| In new installs you do stuff everything in EFI partition and skip the old /boot partition as such. The better solution is to use tpm, unified kernel image and secure boot skipping the network unlock. The whole process is like this - 1. enable secure boot; 2. generate and install your own secure boot keys (using sbctl); 3. use clevis to enable automatic unlocking of the root fs only when secure boot check passes; 4. generate the unified kernel image (in EFI partition) that is signed by your secure boot key; 4. use efibootmgr to enable booting of said kernel image. (5.) If your CPU supports it, enable memory encryption in BIOS (to mitigate cold boot attacks). The unified kernel image doesn't accept additional kernel parameters, so only parameters that are set during generation of the initram are used. The secure boot makes sure no one else has tampered with the boot chain. And TPM stores the disk key securely. You can still add some additional network level check to make sure that your computer is in your expected location before unlocking.

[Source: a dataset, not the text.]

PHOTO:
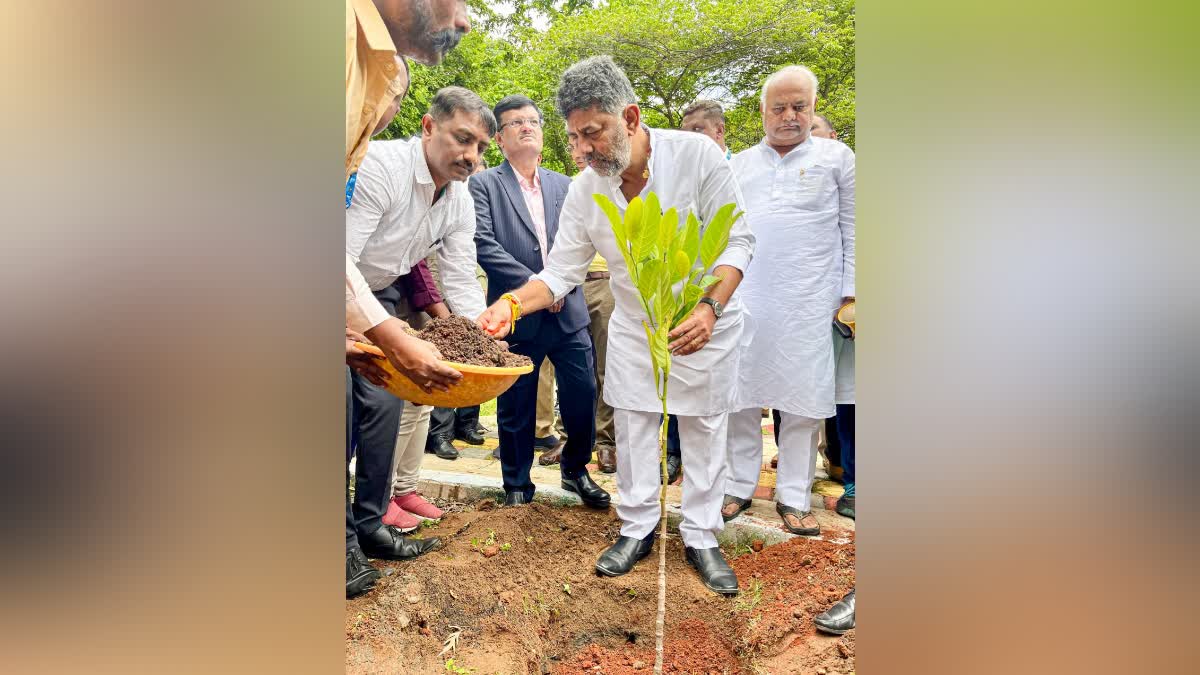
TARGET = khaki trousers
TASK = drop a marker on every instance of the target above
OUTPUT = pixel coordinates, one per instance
(414, 423)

And you can also include some recovery tools + dropbear in your initram (within the unified kernel image), if you expect that you will have to do some recovery from the other side of the world. |
Can also use systemd-cryptsetup/systemd-cryptenroll for this. I've not used clevis myself, but I'd imagine you have to do somewhat more rolling-your-own compared to the systemd tools.

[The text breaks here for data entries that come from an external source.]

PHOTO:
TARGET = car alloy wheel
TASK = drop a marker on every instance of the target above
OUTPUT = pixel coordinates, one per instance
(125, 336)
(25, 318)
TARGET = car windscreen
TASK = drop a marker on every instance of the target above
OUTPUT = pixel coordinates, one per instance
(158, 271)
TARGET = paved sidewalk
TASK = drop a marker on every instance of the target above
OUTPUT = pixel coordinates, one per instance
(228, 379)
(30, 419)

> The unified kernel image doesn't accept additional kernel parameters, so only parameters that are set during generation of the initram are used. The secure boot makes sure no one else has tampered with the boot chain. And TPM stores the disk key securely.
FYI, multi-profile UKIs are a thing. You can have one UKI with multiple different command lines, e.g. one for regular boot, one for emergency mode, etc.